I am so done with people. Just 8000% done. I’ve been forcing myself into this customer service thing for 16 years and I have straight up had enough. I don’t know what I’m going to do because I like the rest of my job, and there are only 4 of us, and BY FAR I do the least amount of actual interacting with people. But honestly. I don’t know how much more I can take of being talked down to, being treated like shit, being treated like I’m a fucking idiot, listening to their goddamn stupid sob stories that I literally could not care less about. The whole thing stresses me out so fucking much. Being away for a few days only makes me realize how much. I come back to work and I physically feel ill.

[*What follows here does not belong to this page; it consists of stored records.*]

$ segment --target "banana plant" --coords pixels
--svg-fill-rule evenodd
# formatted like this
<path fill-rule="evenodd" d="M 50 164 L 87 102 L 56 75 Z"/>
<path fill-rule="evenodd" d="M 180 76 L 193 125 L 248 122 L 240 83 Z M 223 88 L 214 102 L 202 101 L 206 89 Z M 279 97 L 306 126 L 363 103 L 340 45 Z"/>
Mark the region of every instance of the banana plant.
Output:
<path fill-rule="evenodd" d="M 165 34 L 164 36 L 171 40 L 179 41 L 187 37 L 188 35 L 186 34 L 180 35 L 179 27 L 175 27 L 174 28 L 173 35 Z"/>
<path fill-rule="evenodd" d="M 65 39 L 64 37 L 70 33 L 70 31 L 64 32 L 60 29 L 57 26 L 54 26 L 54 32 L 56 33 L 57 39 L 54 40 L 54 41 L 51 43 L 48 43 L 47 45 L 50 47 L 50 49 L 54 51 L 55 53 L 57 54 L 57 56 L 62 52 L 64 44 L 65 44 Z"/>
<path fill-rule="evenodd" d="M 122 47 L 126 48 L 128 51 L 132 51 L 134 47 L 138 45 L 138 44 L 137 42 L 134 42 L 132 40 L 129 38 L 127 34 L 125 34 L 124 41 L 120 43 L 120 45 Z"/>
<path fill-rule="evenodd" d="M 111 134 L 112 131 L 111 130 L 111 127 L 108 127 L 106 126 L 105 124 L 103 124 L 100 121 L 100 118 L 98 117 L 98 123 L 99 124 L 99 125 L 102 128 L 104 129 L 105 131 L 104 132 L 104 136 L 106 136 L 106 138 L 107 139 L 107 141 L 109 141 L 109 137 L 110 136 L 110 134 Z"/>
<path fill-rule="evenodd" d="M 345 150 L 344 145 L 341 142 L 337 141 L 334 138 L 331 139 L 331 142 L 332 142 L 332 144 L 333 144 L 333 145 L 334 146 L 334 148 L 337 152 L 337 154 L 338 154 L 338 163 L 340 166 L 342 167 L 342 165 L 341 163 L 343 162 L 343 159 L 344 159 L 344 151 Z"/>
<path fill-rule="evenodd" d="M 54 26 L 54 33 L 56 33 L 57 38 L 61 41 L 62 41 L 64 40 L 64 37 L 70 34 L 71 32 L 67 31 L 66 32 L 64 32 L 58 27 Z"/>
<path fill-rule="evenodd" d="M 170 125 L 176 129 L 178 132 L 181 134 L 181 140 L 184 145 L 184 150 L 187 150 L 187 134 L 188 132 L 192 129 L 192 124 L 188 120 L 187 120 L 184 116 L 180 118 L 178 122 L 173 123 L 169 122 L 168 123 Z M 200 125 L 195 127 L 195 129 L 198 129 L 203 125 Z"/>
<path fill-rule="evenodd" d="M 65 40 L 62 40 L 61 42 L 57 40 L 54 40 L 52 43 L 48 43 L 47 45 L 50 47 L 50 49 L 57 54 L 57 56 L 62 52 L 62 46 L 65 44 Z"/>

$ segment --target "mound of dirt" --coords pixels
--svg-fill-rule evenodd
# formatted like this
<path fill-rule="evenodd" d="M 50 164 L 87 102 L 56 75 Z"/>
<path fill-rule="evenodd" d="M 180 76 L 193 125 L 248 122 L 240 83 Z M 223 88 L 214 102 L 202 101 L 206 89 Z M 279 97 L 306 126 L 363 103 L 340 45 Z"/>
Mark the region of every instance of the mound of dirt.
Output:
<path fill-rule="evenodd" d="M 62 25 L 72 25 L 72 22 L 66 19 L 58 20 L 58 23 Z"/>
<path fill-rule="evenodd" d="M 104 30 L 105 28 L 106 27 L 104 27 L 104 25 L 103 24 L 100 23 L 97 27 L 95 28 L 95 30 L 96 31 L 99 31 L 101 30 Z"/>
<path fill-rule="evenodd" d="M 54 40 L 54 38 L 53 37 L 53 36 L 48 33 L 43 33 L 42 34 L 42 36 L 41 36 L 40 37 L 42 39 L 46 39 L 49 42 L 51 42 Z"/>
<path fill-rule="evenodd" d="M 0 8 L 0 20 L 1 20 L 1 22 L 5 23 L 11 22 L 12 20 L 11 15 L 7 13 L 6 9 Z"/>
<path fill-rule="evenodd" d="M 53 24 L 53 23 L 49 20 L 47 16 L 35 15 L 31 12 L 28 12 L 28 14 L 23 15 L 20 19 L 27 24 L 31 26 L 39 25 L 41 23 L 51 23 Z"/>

For the last month or more I’ve spent actual fucking hours, days, WEEKS with a customer trying to get a big school order correct I mean, went way out of my way, did nothing but work on his shit for days at at time. He brings me the check to pay for all this weird shit the day before Christmas Eve and called today, pissed off, that he can’t pick all his stuff up. Like. I don’t know what to tell you dude. People take time off. Not me. But people, the other 5 companies involved in getting you all your weird ass marching shit. And I TOLD you that when you came in with the check. It’s not my fault that you changed the order 20 times, or that you’ve been sitting on this grant money for months, or that you were so stoned out of your gourd when you dropped the check off that you don’t remember the conversation we had. He upset me so much today that my lower back has actually seized up and I can hardly walk. And I’m pissed at myself for letting him get to me but GOD DAMN. Honestly. So many years of this shit. Of me telling myself that I just have to do better. Fuck. That. Why. Why should I have to swallow this down day after god damn day. I don’t deserve it. I think I used to believe that I did.